It's well known that private entities, including the Broad, Gates and the Walton Family foundations, fund public education initiatives and reforms. "Given the scale and scope of the largess, some worry that the [Gates] foundation's assertive philanthropy is squelching independent thought," wrote Sam Dillon for the New York Times in May. Nonetheless, for their beneficence they are granted tax-free status, from one year to the next, as long as they distribute income for charitable purposes according to the IRS guidelines. In the case of a private foundation, they are required to pay out five percent of their assets each year. But the guidelines also stipulate that a foundation may not attempt to influence legislation as a substantial part of its activities. "Since income inequality is at an all time high," said Rob Reich, associate professor and co-director of the Center on Philanthropy and Civil Society at Stanford University, speaking to a group of education reporters at Columbia University last May, "this is the moment where private influence is having its greatest effect."
With the season of giving and receiving is upon us, I've rounded up a few foundation/education stories. The first and second links are about influence. Note that the last three stories pretty much have the same headlines. As does this post.

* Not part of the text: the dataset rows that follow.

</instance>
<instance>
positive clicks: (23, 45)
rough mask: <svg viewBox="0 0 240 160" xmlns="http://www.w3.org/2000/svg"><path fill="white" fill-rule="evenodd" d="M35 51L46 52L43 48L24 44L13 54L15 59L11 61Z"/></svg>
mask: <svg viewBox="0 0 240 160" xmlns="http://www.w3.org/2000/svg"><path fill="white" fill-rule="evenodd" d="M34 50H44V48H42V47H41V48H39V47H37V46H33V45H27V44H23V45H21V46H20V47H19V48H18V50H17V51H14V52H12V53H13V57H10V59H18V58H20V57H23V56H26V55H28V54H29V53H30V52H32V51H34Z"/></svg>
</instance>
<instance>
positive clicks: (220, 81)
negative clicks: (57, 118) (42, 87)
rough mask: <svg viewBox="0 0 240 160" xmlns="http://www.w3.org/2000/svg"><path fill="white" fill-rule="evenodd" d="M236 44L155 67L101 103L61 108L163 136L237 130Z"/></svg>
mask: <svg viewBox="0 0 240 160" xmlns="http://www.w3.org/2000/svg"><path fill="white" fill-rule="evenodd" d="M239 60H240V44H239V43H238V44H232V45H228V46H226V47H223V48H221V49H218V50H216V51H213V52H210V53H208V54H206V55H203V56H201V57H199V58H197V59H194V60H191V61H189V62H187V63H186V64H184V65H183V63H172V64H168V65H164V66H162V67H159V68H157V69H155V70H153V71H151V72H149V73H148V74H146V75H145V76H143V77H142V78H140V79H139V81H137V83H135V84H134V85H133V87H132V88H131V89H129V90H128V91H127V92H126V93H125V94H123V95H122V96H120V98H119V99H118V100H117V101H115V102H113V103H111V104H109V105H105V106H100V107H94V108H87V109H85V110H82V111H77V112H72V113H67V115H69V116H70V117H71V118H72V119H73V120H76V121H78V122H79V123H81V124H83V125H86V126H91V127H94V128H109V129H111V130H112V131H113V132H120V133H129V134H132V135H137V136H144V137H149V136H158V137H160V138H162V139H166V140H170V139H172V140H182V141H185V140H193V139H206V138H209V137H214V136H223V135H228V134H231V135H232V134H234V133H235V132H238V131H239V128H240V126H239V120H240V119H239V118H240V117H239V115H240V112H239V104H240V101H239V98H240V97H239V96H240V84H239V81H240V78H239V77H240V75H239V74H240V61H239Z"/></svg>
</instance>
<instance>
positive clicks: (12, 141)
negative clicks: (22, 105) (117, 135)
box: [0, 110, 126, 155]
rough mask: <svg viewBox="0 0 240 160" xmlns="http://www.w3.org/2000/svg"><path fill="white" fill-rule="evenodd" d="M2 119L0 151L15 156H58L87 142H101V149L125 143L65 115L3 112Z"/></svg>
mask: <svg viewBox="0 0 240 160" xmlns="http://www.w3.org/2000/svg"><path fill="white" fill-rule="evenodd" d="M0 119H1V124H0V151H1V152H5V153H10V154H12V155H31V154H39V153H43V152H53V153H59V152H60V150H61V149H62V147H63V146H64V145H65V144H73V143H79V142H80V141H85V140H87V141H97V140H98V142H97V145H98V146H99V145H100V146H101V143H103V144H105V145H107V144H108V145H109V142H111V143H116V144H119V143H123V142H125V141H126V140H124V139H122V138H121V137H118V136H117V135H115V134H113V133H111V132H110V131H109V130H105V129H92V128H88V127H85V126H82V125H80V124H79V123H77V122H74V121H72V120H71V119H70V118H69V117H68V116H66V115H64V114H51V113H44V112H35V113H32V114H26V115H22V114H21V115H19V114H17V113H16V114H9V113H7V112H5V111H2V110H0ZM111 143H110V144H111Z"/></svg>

Education Group Tries to Rebound After Diatribe: the New York Times
"...Stand for Children's clout capsized in an Aspen, Colo., conference room in June when its founder, Jonah Edelman, was videotaped describing the group's use of money and prowess to insert itself into the legislative process. In doing so, Mr. Edelman, the son of prominent Washington social activists, committed one of Springfield's greatest sins: he told."
ZOOM AHEAD to 16:44 on the video to cut to Edelman's being "blunt."

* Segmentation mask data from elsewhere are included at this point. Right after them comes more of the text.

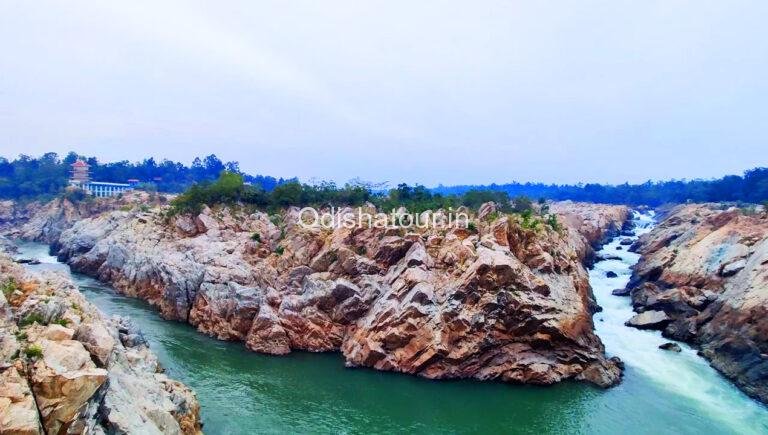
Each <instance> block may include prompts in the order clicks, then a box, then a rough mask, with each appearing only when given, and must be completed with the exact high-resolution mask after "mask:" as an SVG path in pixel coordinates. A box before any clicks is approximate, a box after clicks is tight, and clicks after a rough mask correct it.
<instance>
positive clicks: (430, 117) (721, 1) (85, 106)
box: [0, 0, 768, 185]
mask: <svg viewBox="0 0 768 435" xmlns="http://www.w3.org/2000/svg"><path fill="white" fill-rule="evenodd" d="M766 17H768V2H765V1H722V0H718V1H674V0H663V1H640V0H638V1H625V0H610V1H579V2H572V1H564V0H563V1H540V0H537V1H533V0H531V1H527V2H522V1H498V2H496V1H476V2H467V1H394V0H388V1H362V0H358V1H331V0H325V1H314V0H308V1H278V0H275V1H254V0H250V1H249V0H243V1H217V2H213V1H209V2H204V1H194V0H178V1H157V0H152V1H145V0H131V1H121V2H105V1H79V0H62V1H26V0H21V1H10V0H0V149H1V150H2V151H0V154H2V155H5V156H15V155H16V154H18V153H22V152H23V153H28V154H40V153H43V152H45V151H50V150H53V151H57V152H60V153H64V152H66V151H68V150H77V151H79V152H82V153H85V154H93V155H96V156H98V157H99V158H101V159H102V160H106V161H110V160H121V159H128V160H136V159H140V158H143V157H146V156H154V157H156V158H163V157H167V158H171V159H175V160H181V161H184V162H189V161H191V159H192V157H194V156H196V155H206V154H209V153H216V154H217V155H218V156H219V157H221V158H222V159H224V160H239V161H240V162H241V166H242V168H243V169H245V170H247V171H249V172H253V173H262V174H269V175H275V176H294V175H296V176H299V177H300V178H302V179H304V180H308V179H310V178H312V177H314V178H316V179H333V180H336V181H345V180H348V179H351V178H353V177H361V178H363V179H366V180H371V181H390V182H399V181H406V182H410V183H414V182H420V183H423V184H427V185H435V184H437V183H444V184H467V183H490V182H499V183H501V182H508V181H511V180H518V181H545V182H578V181H599V182H623V181H625V180H627V181H630V182H637V181H644V180H646V179H649V178H653V179H660V178H665V179H666V178H682V177H687V178H693V177H713V176H720V175H723V174H726V173H740V172H741V171H743V170H744V169H747V168H750V167H754V166H766V165H768V143H767V142H768V141H766V138H768V122H766V120H768V30H766V24H765V20H766Z"/></svg>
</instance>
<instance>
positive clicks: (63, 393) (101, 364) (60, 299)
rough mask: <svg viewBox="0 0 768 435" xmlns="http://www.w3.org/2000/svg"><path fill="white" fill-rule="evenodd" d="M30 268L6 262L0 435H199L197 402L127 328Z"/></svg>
mask: <svg viewBox="0 0 768 435" xmlns="http://www.w3.org/2000/svg"><path fill="white" fill-rule="evenodd" d="M33 254H34V253H33ZM36 257H43V259H44V260H45V256H38V255H35V256H34V257H33V258H36ZM29 265H30V266H29V267H28V268H27V269H26V270H25V269H24V268H22V267H21V266H20V265H18V264H16V263H14V262H13V261H11V259H10V258H9V257H7V256H6V254H3V253H0V284H2V289H3V292H2V294H0V378H1V379H0V380H1V382H0V432H2V433H11V434H13V433H19V434H22V433H23V434H43V433H166V434H182V433H183V434H198V433H200V430H201V425H200V417H199V405H198V402H197V399H196V398H195V395H194V393H193V392H192V391H191V390H190V389H189V388H188V387H187V386H185V385H183V384H181V383H179V382H177V381H175V380H173V379H171V378H169V377H167V376H166V375H165V374H163V373H162V369H161V367H160V366H159V365H158V361H157V357H156V356H155V354H153V353H152V351H150V350H149V348H148V347H147V343H146V341H145V340H144V339H143V337H142V335H141V332H140V331H139V330H138V329H136V327H135V325H134V324H133V323H131V321H130V320H128V319H125V318H116V317H114V318H113V317H106V316H104V315H103V313H102V312H100V311H99V310H98V309H97V308H96V307H95V306H94V305H93V304H91V303H90V302H89V301H88V300H87V299H86V298H84V297H83V295H82V294H81V293H80V291H79V290H78V288H77V287H75V286H74V285H73V283H72V282H71V281H70V279H69V277H68V273H66V271H63V273H61V272H55V271H50V270H45V267H39V268H38V267H32V263H29Z"/></svg>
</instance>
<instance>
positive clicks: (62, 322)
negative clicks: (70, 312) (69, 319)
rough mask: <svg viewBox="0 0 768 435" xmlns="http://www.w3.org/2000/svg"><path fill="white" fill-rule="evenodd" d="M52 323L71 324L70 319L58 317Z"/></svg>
mask: <svg viewBox="0 0 768 435" xmlns="http://www.w3.org/2000/svg"><path fill="white" fill-rule="evenodd" d="M51 323H53V324H56V325H61V326H67V325H69V320H67V319H62V318H58V319H56V320H54V321H53V322H51Z"/></svg>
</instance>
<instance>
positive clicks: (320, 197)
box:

Policy-making billionaires: the New York Times
"...some of the biggest advocates for charter schools, including the Gates Foundation and the Broad Foundation of Eli and Edythe Broad, shifted gears several years ago and began pouring billions of dollars into advocacy at the federal, state and local levels. One result: The Obama administration's $4.3 billion 'Race to the Top' grant program, whose rules prohibited states from limiting the number of charter schools."
Private Money for Public Education: The New Yorker
"...economic inequality reverberates through the American educational system."
Public schools, private donations: Los Angeles Times
"The Santa Monica-Malibu Unified School District is trying to balance parental donations with the need for equal education opportunities for all."
Philanthropy and Schools, by Heather Zavadsky: Education Week
"Philanthropies play a valuable and innovative role in schools, particularly in tight budget times, says an insider."